Homework Help: Vertical motion with air friction

1. Apr 23, 2006

cscott

An object falling from some point in the air (near the surface) with air friction, R = kv.

So,

$$m\frac{dv}{dt} = mg - kv$$

Seperate variables for

$$\int \frac{m}{mg - kv} \cdot dv = \int dt$$

and for the LHS I use integration by parts, so,

$$(m)(mgv - \frac{1}{2}kv^2) - \int mgv - \frac{1}{2}kv^2 \cdot dv = t$$

am on the right track here?

2. Apr 23, 2006

nrqed

Your integration by parts is incorrect (I have no idea what you used for ''u'' and ''v'' but there is no way to get what you wrote).
The integral over v is basically a log, that's all.

3. Apr 23, 2006

cscott

Woops, I see what I did. Let me try that again.

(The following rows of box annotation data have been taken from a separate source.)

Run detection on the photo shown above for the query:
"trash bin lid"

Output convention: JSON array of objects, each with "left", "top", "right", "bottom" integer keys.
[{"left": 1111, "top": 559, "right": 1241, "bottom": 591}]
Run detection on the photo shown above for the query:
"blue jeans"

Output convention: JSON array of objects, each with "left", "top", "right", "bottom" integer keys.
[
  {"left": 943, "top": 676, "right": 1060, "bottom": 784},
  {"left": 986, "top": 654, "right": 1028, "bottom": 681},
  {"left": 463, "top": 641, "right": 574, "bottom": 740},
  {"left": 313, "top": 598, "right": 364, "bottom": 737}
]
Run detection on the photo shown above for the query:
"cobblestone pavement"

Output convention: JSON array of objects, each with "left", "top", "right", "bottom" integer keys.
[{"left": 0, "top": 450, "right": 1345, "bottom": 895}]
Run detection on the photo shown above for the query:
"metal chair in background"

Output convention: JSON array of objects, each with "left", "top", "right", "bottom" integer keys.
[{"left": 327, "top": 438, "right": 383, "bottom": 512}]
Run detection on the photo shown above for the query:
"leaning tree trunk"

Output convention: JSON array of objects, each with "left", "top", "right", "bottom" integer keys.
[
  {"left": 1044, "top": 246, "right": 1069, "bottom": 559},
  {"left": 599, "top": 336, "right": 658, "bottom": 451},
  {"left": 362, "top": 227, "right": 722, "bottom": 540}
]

But it should take the form

$$(m)\int (mg - kv)^{-1} \cdot dv - \int (1)\left(\int (mg - kv)^{-1}\right) \cdot dv = t$$

correct?

Last edited: Apr 23, 2006
4. Apr 23, 2006

nrqed

? The first term is the integral you started with! I am not sure where the second term could come from.

You can do the integral in one step, without using integ by parts

5. Apr 23, 2006

cscott

asdfakj I wasn't thinking of that m as a constant for some reason :\ I see now, thanks.